The bottom line when buying clothing that’s supportive of the environment and your family’s health is to do your homework. Read the labels carefully and shop at a reputable, socially responsible supplier who will weigh the facts for you. Make sure you know where the clothing comes from, who makes it and what it’s processed with – this way you will know that every item you buy is as desirable as it looks.
Home-grown Eureka socks
Showcased recently through the Around DB Sock Design Competition 2016, Eureka Socks’ products are available online and at local school shops. “We are a community-based business,” says Corinne. “The products are brought to you from the community (our team is DB-based) and sold within the community. The socks are also directly relevant to the community, as they have inspiring, locally significant messages like Save the Dolphins and I love Lantau.”
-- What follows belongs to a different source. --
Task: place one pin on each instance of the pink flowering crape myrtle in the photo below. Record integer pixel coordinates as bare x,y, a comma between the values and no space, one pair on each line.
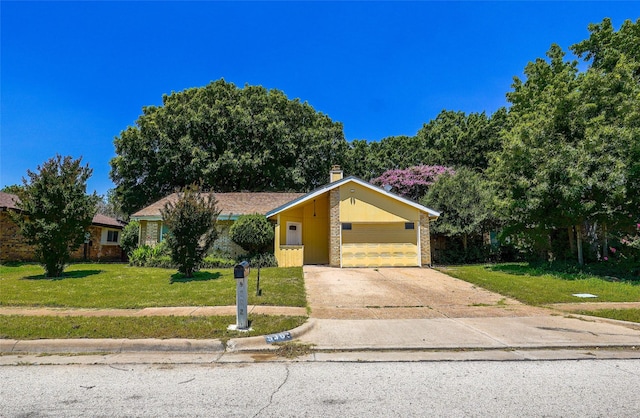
412,182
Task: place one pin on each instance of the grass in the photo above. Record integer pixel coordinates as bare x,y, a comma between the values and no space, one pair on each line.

Promoting the well being of DB kids (and their parents’ peace of mind), Eureka Socks also provides a way for the community to give back. “We take our social responsibility seriously,” says Corinne, “so for every purchase of socks, we will donate a pair of socks to someone who needs it. We are trying to get school kids involved in that process, so they will write messages to go with the socks being sent to children in need and homeless people.”